Dia menambahkan, produk olahan lidah buaya dapat berupa pil dan teh lidah buaya yang kerap dibeli konsumen untuk keperluan kesehatan dan kecantikan rambut. Untuk kesehatan misalnya, lidah buaya dapat diolah menjadi obat untuk berbagai macam penyakit seperti maag kronis, diabetes, panas dalam, dan penambah antioksidan.
“Karena khasiatnya yang luar biasa ini, konsumen jadi tertarik,” katanya.

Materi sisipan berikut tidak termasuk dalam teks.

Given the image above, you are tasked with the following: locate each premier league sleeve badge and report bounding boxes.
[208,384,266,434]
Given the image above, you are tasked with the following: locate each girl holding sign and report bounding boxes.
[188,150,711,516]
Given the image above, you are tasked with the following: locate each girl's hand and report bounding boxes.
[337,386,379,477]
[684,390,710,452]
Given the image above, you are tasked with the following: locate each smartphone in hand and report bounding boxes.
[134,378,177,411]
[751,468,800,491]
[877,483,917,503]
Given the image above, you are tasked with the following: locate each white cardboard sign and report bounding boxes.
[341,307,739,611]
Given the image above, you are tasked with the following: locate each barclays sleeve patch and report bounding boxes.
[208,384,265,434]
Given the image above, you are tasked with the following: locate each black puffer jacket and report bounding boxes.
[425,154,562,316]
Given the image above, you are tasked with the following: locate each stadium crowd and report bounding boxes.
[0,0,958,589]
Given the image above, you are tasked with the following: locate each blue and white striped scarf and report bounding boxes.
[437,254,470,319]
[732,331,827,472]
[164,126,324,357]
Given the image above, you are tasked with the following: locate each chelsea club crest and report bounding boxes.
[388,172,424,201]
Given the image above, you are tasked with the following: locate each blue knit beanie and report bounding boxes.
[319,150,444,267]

Dia menjelaskan, untuk meningkatkan minat petani milenial melirik bisnis lidah buaya, pihaknya melalui P4S siap memberikan pelatihan serta pendampingan tani secara komprehensif. Mulai dari manajemen kelompok tani hingga strategi pemasaran berjejaring. Dia menuturkan, P4S sering menerima kunjungan petani dari beragam negara, salah satunya Jepang.
Dengan adanya program kelompok tani milenial dengan target 4.000 kelompok tani di tahun ini, dia berharap petani milenial mampu memanfaatkan teknologi informasi digital guna memasarkan produk lidah buaya secara lebih luas.
Suhandi menuturkan, hasil pelepah lidah buaya mencapai 2,4 ton per bulan dengan harga jual mencapai Rp 6.000 per pelepah. Sementata hasil produk olahan seperri pil lidah buaya meraup omzet Rp 25 juta per bulan.